DINWIDDIE – Instructors within the Career Technology Education program are making a difference in the lives of young people, and if you want to know how just ask the students participating.

During December’s regular school board meeting Carly Woolfolk, Director of Secondary Education & CTE, and Dawn Cater, Instructional Specialist, Career Readiness, were recognized for their part in improving the education process for Dinwiddie students.

High school senior Indigo Peterson praised the two for their work and the programs that she has benefitted from as she continues to learn about career and technical opportunities that will help her today and in the future.

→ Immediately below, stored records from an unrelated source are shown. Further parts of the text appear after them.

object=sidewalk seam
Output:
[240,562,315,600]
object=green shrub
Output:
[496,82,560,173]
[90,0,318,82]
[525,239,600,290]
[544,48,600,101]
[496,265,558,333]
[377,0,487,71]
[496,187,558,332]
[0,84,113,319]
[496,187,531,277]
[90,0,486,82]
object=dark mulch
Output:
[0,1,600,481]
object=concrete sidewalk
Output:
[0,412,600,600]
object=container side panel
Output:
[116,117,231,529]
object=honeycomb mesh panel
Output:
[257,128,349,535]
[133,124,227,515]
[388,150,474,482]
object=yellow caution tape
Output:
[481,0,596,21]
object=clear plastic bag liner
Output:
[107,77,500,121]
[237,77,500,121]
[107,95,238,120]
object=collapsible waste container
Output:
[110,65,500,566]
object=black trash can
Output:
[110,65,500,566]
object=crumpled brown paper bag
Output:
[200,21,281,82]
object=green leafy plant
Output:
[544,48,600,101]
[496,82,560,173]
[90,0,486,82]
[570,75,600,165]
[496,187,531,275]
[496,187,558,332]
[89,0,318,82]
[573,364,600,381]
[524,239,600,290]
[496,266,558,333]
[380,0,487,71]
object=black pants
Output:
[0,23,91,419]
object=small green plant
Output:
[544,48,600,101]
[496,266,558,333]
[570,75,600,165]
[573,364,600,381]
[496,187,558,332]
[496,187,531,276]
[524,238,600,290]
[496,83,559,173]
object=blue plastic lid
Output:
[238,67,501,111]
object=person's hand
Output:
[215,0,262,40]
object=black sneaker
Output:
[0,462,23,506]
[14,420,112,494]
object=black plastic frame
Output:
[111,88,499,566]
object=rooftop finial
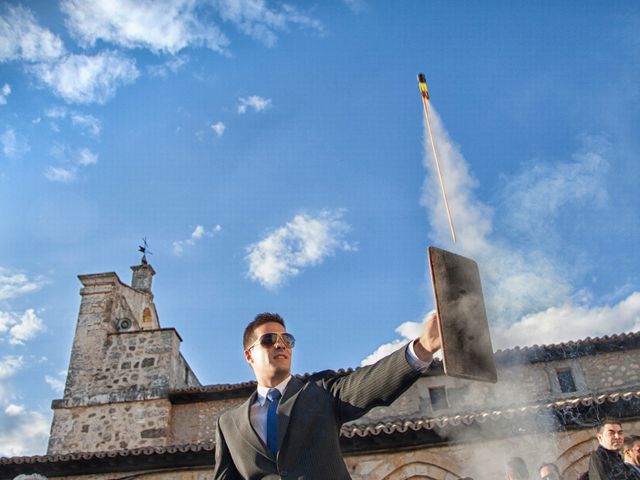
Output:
[138,237,153,265]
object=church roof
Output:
[0,390,640,478]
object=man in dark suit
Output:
[213,313,440,480]
[589,417,640,480]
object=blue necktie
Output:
[267,388,282,456]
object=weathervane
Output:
[138,237,153,265]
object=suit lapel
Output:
[278,377,304,449]
[233,392,275,461]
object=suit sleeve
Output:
[322,348,420,423]
[213,418,242,480]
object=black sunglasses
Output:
[247,333,296,351]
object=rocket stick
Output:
[418,73,456,243]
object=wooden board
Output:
[429,247,498,383]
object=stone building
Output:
[0,258,640,480]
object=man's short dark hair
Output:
[242,312,286,350]
[538,463,560,477]
[507,457,529,480]
[624,435,640,449]
[598,417,622,433]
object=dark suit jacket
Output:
[589,445,640,480]
[213,348,420,480]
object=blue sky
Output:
[0,0,640,455]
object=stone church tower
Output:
[47,257,200,454]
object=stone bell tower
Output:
[47,252,200,454]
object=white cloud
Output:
[0,267,44,300]
[0,4,64,62]
[147,55,189,77]
[211,122,227,137]
[246,211,356,289]
[214,0,324,47]
[238,95,271,113]
[29,51,139,104]
[44,166,78,183]
[364,109,640,362]
[0,128,30,158]
[60,0,229,54]
[4,403,24,417]
[78,148,98,167]
[343,0,367,13]
[44,107,68,118]
[0,83,11,105]
[0,404,51,457]
[44,145,98,183]
[493,292,640,348]
[71,112,102,137]
[173,225,222,256]
[44,107,102,137]
[0,355,24,380]
[504,137,609,235]
[9,308,44,345]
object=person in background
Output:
[538,463,563,480]
[507,457,529,480]
[622,435,640,474]
[589,417,640,480]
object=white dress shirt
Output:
[249,375,291,445]
[249,341,431,445]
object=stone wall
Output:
[170,399,245,445]
[580,350,640,390]
[32,421,640,480]
[48,399,171,455]
[47,273,200,454]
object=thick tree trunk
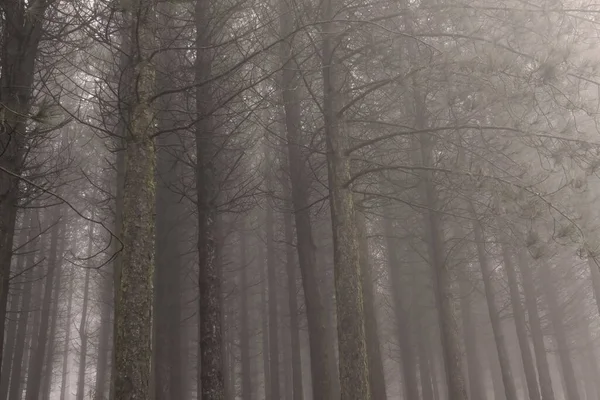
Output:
[279,0,335,400]
[356,212,387,400]
[383,216,419,399]
[322,0,371,400]
[75,224,94,400]
[517,250,554,400]
[265,195,281,400]
[459,271,486,400]
[239,226,253,400]
[502,244,541,400]
[0,217,28,400]
[114,0,156,400]
[469,212,517,400]
[283,208,304,400]
[195,0,225,400]
[60,271,75,400]
[538,260,580,400]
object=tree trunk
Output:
[239,225,252,400]
[383,216,419,399]
[279,0,335,400]
[60,271,75,400]
[0,2,50,382]
[283,206,304,400]
[75,222,94,400]
[538,266,580,400]
[458,271,486,400]
[114,0,156,400]
[356,212,387,400]
[322,0,371,400]
[469,209,517,400]
[265,190,281,400]
[25,214,65,400]
[0,217,28,400]
[502,244,540,400]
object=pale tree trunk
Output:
[60,271,75,400]
[469,208,517,400]
[383,216,419,399]
[0,217,28,400]
[238,228,252,400]
[517,250,554,400]
[195,0,225,400]
[502,244,541,400]
[538,260,580,400]
[356,212,387,400]
[279,0,335,400]
[0,1,50,374]
[265,175,281,400]
[458,276,486,400]
[75,220,94,400]
[322,0,371,400]
[283,206,304,400]
[114,0,156,400]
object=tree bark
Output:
[114,0,156,400]
[75,220,94,400]
[322,0,371,400]
[469,208,517,400]
[283,205,304,400]
[502,244,541,400]
[279,0,335,400]
[517,250,554,400]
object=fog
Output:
[0,0,600,400]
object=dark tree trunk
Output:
[75,224,94,400]
[60,271,75,400]
[459,271,486,400]
[383,216,419,399]
[502,244,541,400]
[279,0,335,400]
[517,250,554,400]
[283,206,304,400]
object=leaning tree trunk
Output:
[25,209,66,400]
[0,2,50,380]
[469,208,517,400]
[75,222,94,400]
[502,244,541,400]
[114,0,156,400]
[517,250,554,400]
[279,0,335,400]
[322,0,371,400]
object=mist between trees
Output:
[0,0,600,400]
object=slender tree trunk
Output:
[279,0,335,400]
[60,271,75,400]
[239,226,252,400]
[0,217,32,399]
[322,0,371,400]
[538,260,580,400]
[75,222,94,400]
[25,211,65,400]
[502,244,541,400]
[459,271,486,400]
[469,212,517,400]
[356,212,387,400]
[265,191,281,400]
[114,0,156,400]
[195,0,225,400]
[383,217,419,399]
[283,206,304,400]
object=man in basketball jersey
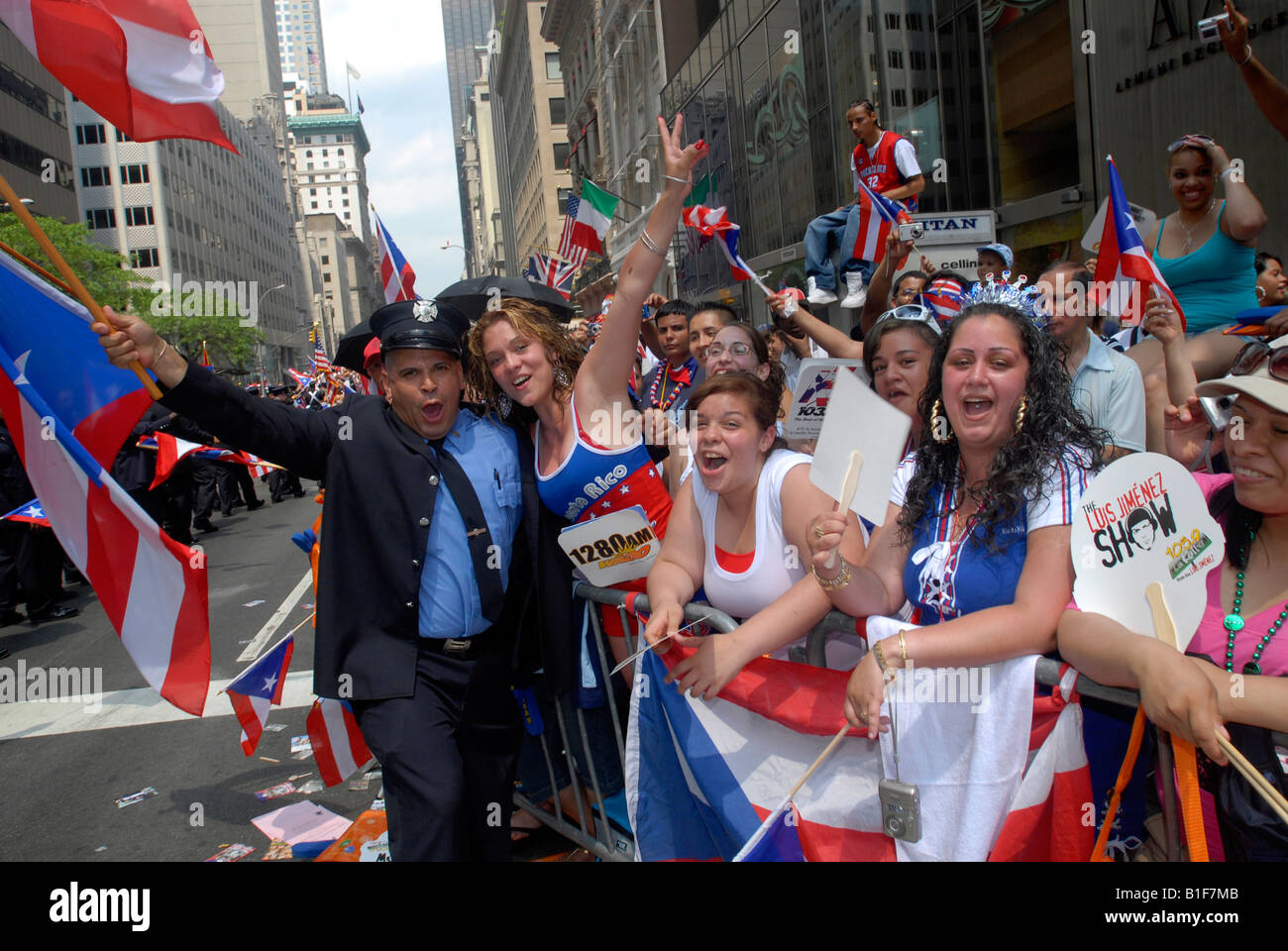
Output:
[805,99,926,308]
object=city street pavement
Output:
[0,482,380,862]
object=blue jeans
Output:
[805,205,872,291]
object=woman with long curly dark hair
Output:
[807,303,1104,736]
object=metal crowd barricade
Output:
[514,581,738,862]
[514,582,1180,862]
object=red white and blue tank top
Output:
[537,401,671,539]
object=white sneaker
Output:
[841,270,868,310]
[805,277,836,304]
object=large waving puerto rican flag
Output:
[853,179,912,264]
[0,254,210,716]
[305,697,375,786]
[0,0,237,152]
[1091,156,1185,327]
[224,634,295,757]
[371,207,416,304]
[626,628,1095,861]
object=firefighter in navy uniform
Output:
[94,300,549,861]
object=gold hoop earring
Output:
[930,399,953,445]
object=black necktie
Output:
[429,440,505,624]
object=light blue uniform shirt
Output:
[420,408,523,638]
[1073,330,1145,453]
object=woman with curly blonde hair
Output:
[469,116,707,660]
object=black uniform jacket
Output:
[162,364,580,699]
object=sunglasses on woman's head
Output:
[1231,340,1288,382]
[707,340,751,360]
[873,304,943,335]
[1167,136,1212,154]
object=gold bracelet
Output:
[872,641,888,677]
[640,228,666,258]
[811,554,851,591]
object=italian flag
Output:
[572,178,617,254]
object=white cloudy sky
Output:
[322,0,464,296]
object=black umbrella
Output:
[435,274,574,324]
[331,321,376,373]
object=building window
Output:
[85,207,116,228]
[125,205,156,226]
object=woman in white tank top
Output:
[644,372,864,698]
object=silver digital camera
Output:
[877,780,921,841]
[1198,13,1231,43]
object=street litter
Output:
[252,799,351,847]
[206,841,255,862]
[255,783,295,802]
[116,786,158,809]
[261,839,293,862]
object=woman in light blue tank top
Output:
[1127,136,1266,453]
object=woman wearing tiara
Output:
[807,277,1103,737]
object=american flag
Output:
[524,253,577,299]
[853,179,912,264]
[559,194,590,270]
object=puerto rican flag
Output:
[853,179,912,264]
[1090,156,1185,327]
[371,206,416,304]
[626,636,1095,861]
[0,249,210,716]
[306,697,375,786]
[0,0,237,152]
[224,634,295,757]
[683,205,760,283]
[917,277,966,324]
[525,253,577,300]
[0,498,53,528]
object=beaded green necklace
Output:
[1223,532,1288,674]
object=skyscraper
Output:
[443,0,492,274]
[274,0,327,95]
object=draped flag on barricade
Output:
[371,206,416,304]
[305,697,375,786]
[0,0,237,152]
[0,256,210,716]
[524,252,577,299]
[224,634,295,757]
[0,498,53,528]
[853,179,912,264]
[138,433,277,488]
[1090,156,1185,327]
[626,618,1095,861]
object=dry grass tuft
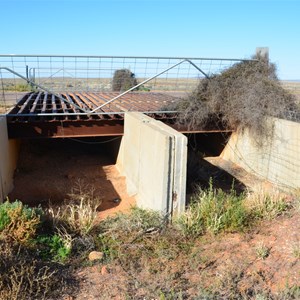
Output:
[172,57,298,144]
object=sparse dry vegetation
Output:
[171,57,298,144]
[112,69,137,92]
[0,182,299,300]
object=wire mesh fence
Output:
[0,55,255,113]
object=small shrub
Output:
[112,69,137,92]
[177,182,247,236]
[255,242,270,259]
[48,181,101,236]
[4,83,32,92]
[0,242,75,300]
[170,57,299,145]
[36,234,72,262]
[292,242,300,259]
[245,188,289,220]
[0,201,42,243]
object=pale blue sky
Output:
[0,0,300,79]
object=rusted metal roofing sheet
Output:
[7,92,182,138]
[8,92,179,122]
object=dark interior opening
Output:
[187,132,246,198]
[8,137,121,206]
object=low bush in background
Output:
[172,57,299,145]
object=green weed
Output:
[176,182,247,236]
[0,201,43,243]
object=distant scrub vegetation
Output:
[172,56,298,146]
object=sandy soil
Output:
[9,140,135,218]
[72,213,300,300]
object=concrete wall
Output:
[117,112,187,214]
[0,117,19,201]
[221,119,300,190]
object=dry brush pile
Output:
[175,57,298,145]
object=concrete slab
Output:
[117,112,187,215]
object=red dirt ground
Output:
[9,140,135,218]
[10,140,300,300]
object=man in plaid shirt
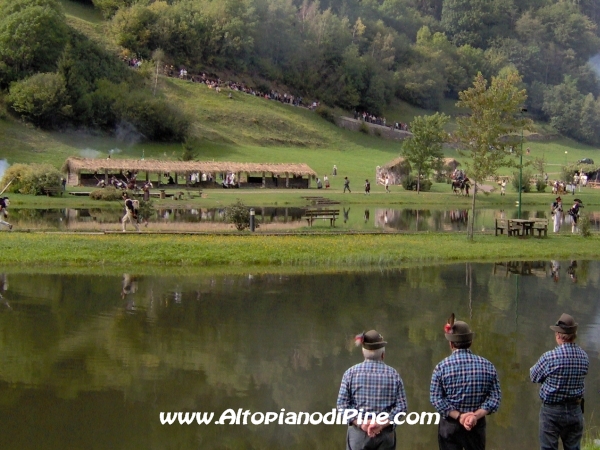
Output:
[530,314,590,450]
[337,330,407,450]
[429,315,501,450]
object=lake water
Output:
[0,261,600,450]
[11,205,600,232]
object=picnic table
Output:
[304,209,340,227]
[496,218,548,237]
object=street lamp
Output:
[518,108,527,219]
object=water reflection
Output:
[0,261,600,450]
[8,206,600,233]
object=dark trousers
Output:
[540,403,583,450]
[438,417,485,450]
[346,425,396,450]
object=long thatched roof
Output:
[62,157,317,176]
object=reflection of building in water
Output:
[492,261,548,278]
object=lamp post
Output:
[518,108,527,219]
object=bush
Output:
[90,186,123,201]
[315,105,335,124]
[2,164,62,195]
[402,175,433,192]
[512,170,533,192]
[358,122,369,134]
[535,179,548,192]
[577,214,592,237]
[225,199,250,231]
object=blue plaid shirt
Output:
[429,349,502,417]
[337,359,407,420]
[529,343,590,404]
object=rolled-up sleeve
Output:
[390,377,408,420]
[429,367,454,417]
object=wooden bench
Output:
[42,186,63,197]
[496,219,520,236]
[304,209,340,227]
[531,219,548,237]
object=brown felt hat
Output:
[446,320,475,342]
[550,313,579,334]
[363,330,387,350]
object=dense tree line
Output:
[79,0,600,143]
[0,0,189,140]
[0,0,600,143]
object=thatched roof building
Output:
[62,157,317,187]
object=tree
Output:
[402,113,449,194]
[8,73,68,128]
[455,71,531,240]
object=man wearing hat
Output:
[429,314,501,450]
[530,314,590,450]
[569,198,583,233]
[0,197,12,230]
[551,197,562,233]
[337,330,407,450]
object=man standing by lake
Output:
[337,330,407,450]
[429,314,501,450]
[343,177,352,194]
[530,314,590,450]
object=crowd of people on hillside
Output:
[354,110,408,131]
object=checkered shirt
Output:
[529,343,590,404]
[429,349,502,417]
[337,359,407,420]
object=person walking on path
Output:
[342,177,352,194]
[121,192,140,233]
[337,330,408,450]
[0,197,12,230]
[551,197,562,233]
[529,314,590,450]
[429,314,501,450]
[569,198,583,234]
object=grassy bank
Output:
[0,232,600,268]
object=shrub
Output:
[90,186,123,201]
[315,105,335,124]
[512,170,533,192]
[535,179,548,192]
[577,214,592,237]
[2,164,62,195]
[225,199,250,231]
[358,122,369,134]
[402,175,433,192]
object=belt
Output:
[543,398,583,406]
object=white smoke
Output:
[0,159,10,180]
[79,148,101,158]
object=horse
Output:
[452,178,471,195]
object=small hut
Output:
[375,157,410,185]
[62,157,317,188]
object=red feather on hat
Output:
[444,313,455,333]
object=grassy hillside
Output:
[0,0,600,186]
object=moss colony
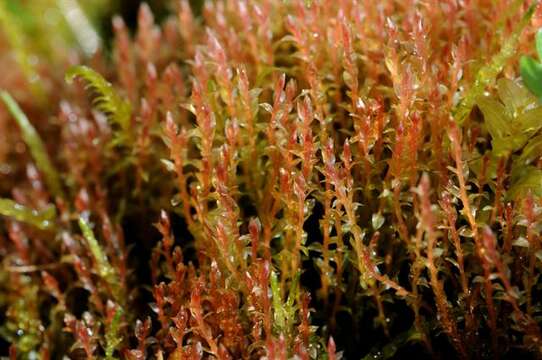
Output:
[0,0,542,360]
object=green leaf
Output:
[453,4,539,125]
[79,216,119,293]
[66,66,132,137]
[535,28,542,61]
[515,135,542,166]
[476,96,512,140]
[0,199,56,230]
[519,56,542,99]
[105,307,124,360]
[0,91,62,197]
[497,78,537,116]
[271,271,286,331]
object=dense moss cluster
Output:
[0,0,542,360]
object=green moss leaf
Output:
[66,66,132,137]
[0,199,56,230]
[497,78,537,116]
[477,96,512,141]
[519,56,542,99]
[0,91,62,196]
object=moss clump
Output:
[0,0,542,360]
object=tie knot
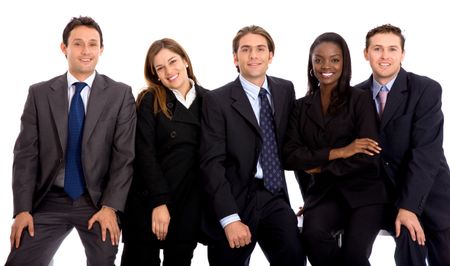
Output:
[73,82,87,93]
[259,88,268,97]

“What makes them so special is the passion they have for the kids. You can see they won’t give up on a child in school. They can see the drive that they have in them and they keep pushing until the kids can see that in themselves,” Peterson said about the two instructors. 

She said she has learned interview skills and even had a chance to meet people in the community that she didn’t know before.

Each month the divisions honors an individual or group as part of the Dinwiddie Difference program.

During the meeting, a short video depicted the things Cater and Woolfolk are doing.

It began with Laurel Bishop, Agriculture Teacher and FFA sponsor, explaining how the two are making a difference 

Woolfolk oversees and manages the Secondary Education and Career & Technical Education (CTE) programs for Dinwiddie County Public Schools. She supervises all 6 through 12 curriculum development and implementation, local assessment development, textbook and resource selection, and remediation/enrichment activities for both the middle and high school instructional programs.  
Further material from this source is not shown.